Ø Fertility treatments. Some research suggests that ladies who have in vitro fertilization (IVF) or similar treatments are more likely to possess an extrauterine pregnancy . Infertility itself may also raise your risk.
Ø Tubal surgery. Surgery to correct a closed or damaged Fallopian tube can increase the danger of an extrauterine pregnancy .
Ø Choice of birth control. The chance of getting pregnant while using an intrauterine device (IUD) is rare. However, if you do get pregnant with an IUD in place, it's more likely to be ectopic.
Tubal ligation, a permanent method of contraception commonly referred to as "having your tubes tied," also raises your risk, if you become pregnant after this procedure.
Ø Smoking. Cigarette smoking just before you get pregnant can increase the danger of an extrauterine pregnancy . The more you smoke, the greater the risk.

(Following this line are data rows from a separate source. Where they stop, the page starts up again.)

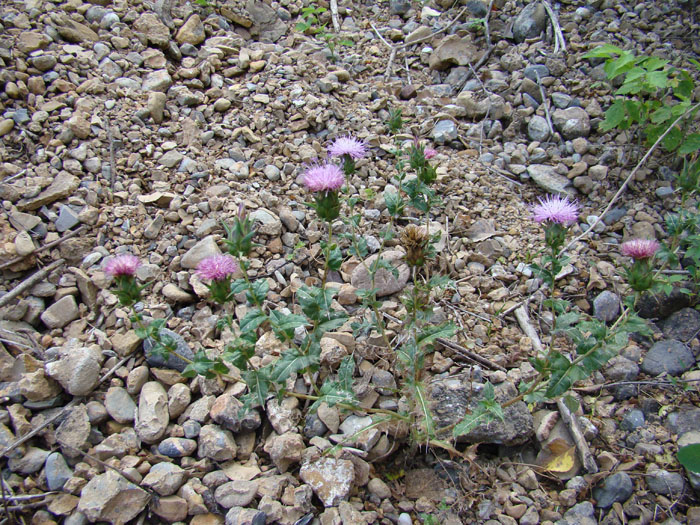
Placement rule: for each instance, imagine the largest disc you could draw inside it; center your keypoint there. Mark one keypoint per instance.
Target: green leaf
(690, 145)
(290, 362)
(284, 324)
(430, 333)
(689, 457)
(258, 382)
(604, 51)
(252, 320)
(673, 139)
(257, 291)
(658, 79)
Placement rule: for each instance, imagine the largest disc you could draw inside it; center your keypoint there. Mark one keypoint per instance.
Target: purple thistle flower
(327, 177)
(354, 148)
(217, 267)
(122, 265)
(555, 209)
(640, 248)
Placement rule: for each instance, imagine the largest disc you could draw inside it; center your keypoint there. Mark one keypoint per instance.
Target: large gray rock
(454, 51)
(670, 356)
(76, 368)
(331, 479)
(384, 281)
(451, 399)
(530, 22)
(207, 247)
(548, 179)
(110, 497)
(153, 417)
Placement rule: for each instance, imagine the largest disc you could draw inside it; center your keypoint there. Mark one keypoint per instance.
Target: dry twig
(30, 281)
(584, 453)
(43, 248)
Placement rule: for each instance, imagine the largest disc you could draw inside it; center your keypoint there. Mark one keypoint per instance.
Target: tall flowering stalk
(218, 270)
(556, 214)
(641, 274)
(349, 149)
(123, 269)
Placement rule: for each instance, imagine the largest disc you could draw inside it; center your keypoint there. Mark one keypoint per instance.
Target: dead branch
(584, 453)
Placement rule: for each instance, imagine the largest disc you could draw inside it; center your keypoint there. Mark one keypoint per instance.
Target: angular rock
(530, 22)
(549, 180)
(60, 313)
(57, 471)
(109, 497)
(159, 80)
(572, 122)
(73, 433)
(76, 368)
(119, 405)
(207, 247)
(670, 356)
(451, 399)
(153, 29)
(454, 51)
(63, 185)
(164, 478)
(152, 416)
(384, 281)
(331, 479)
(191, 32)
(216, 443)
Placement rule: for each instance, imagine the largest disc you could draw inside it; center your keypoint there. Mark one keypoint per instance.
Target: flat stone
(110, 497)
(207, 247)
(450, 399)
(63, 185)
(164, 478)
(549, 180)
(670, 356)
(331, 479)
(120, 405)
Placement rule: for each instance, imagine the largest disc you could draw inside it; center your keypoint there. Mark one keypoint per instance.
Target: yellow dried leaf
(562, 456)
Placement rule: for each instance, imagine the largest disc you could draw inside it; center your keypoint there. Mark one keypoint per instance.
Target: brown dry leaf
(562, 456)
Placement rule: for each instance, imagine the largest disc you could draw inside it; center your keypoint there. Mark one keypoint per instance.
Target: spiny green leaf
(689, 457)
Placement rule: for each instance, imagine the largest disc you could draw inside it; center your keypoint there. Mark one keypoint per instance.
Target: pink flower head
(640, 248)
(326, 177)
(122, 265)
(351, 146)
(217, 267)
(555, 209)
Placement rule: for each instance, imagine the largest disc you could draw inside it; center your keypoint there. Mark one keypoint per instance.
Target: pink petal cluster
(555, 209)
(326, 177)
(216, 267)
(351, 146)
(122, 265)
(640, 248)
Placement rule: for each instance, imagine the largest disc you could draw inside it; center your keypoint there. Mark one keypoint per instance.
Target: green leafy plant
(311, 24)
(653, 95)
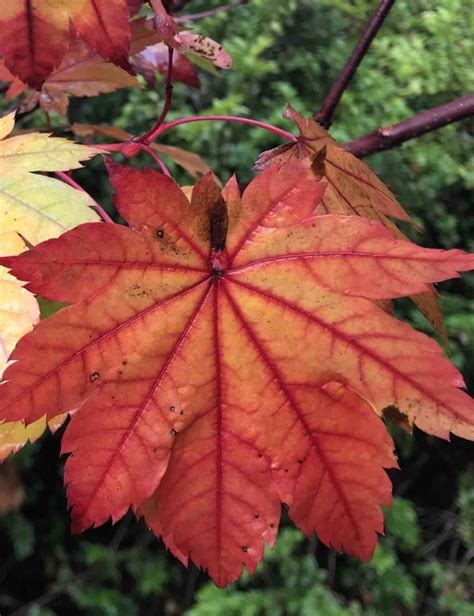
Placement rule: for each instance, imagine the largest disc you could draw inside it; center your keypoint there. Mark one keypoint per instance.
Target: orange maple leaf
(225, 355)
(35, 34)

An extrauterine pregnancy can cause your Fallopian tube to burst open. Without treatment, the ruptured tube can cause life-threatening bleeding.
There's no thanks to prevent an extrauterine pregnancy , but here are some ways to decrease your risk:
Ø Limiting the number of sexual partners and using a condom during sex helps to prevent sexually transmitted infections and reduce the risk of pelvic inflammatory disease.
Ø Don't smoke. If you do, quit before you are trying to urge pregnant.